Same question, I tried to SFT with LLamA-Factory's example settings on 1080p images directly, but encountered RuntimeError: shape mismatch. I suspect it's because I didn't set the image resolution.
We have image_resolution
argument to control the maximum width or height of input images. Use --image_resolution 1024
to specify it.
@hiyouga Thank you for your reply. I have checked the relevant resolution settings. However, a more confusing issue is that Qwen2-VL is supposed to support dynamic resolution, I think the training is to scale the original image to less than the maximum support resolution, rather than a definite resolution. But at present I do not see the relevant operation in the code, of course, it is possible that I did not find, hope the author can clarify.

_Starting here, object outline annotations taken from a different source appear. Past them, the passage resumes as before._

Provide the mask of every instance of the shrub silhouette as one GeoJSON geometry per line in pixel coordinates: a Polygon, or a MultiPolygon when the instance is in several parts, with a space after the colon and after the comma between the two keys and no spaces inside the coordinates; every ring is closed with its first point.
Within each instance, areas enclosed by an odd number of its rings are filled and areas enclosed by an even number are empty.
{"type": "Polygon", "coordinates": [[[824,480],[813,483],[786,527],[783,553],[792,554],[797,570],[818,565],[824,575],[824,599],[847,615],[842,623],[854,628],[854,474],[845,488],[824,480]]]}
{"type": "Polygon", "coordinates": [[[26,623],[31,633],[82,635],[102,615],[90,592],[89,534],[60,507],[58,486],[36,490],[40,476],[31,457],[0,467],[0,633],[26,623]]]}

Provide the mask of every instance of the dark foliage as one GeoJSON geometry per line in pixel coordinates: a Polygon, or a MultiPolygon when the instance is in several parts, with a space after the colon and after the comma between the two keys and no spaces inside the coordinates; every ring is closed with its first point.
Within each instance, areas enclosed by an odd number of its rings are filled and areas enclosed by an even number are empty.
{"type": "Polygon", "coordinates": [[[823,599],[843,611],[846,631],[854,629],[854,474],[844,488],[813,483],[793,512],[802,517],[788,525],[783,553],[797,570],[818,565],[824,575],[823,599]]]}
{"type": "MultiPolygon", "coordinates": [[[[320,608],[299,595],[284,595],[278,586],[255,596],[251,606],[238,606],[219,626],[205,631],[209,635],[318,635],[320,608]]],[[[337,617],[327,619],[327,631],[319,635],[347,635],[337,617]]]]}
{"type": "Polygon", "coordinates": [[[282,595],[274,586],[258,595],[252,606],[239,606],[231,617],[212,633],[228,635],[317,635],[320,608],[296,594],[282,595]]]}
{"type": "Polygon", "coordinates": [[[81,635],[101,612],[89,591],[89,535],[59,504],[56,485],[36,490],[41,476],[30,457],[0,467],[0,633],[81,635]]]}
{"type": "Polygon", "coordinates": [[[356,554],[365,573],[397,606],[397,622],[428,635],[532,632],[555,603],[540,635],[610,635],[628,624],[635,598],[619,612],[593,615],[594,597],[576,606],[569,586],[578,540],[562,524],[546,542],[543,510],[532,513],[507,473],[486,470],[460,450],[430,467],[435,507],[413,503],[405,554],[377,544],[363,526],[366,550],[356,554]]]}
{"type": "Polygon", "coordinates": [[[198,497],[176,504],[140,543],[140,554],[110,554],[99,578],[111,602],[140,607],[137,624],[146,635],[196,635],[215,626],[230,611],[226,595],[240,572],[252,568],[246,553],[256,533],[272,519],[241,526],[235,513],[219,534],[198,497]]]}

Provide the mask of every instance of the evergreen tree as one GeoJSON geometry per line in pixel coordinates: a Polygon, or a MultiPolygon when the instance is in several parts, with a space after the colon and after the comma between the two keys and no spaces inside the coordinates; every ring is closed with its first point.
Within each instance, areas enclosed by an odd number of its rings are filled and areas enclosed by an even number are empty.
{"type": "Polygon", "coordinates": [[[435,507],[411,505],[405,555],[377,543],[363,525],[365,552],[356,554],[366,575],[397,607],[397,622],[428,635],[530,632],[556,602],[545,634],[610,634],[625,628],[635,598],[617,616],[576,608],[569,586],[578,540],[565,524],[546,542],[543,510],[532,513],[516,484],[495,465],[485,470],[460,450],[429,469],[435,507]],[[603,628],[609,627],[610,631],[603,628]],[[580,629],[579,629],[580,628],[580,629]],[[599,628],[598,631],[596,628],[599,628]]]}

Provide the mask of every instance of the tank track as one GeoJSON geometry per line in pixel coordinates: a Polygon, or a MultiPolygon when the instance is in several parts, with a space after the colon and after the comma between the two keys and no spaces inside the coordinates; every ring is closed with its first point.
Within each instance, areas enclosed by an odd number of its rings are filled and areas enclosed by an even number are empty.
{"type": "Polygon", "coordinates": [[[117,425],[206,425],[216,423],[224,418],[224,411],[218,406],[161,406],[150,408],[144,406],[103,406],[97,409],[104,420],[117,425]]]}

@wubangcai We also support dynamic resolution. We only resize the image if its width or height exceeds the image_resolution
parameter.
@hiyouga Thank you, I get it. @huynhbaobk Thanks again for your reply. We can set a larger pixel, to avoid the resize, and then the function: smart_resiz
intransformers/models/qwen2_vl/image_processing_qwen2_vl.py
will do dynamic scaling.
In the README file, I only found instructions on how to set the image size during inference, but how do I set the image resolution during SFT with LLamA-Factory?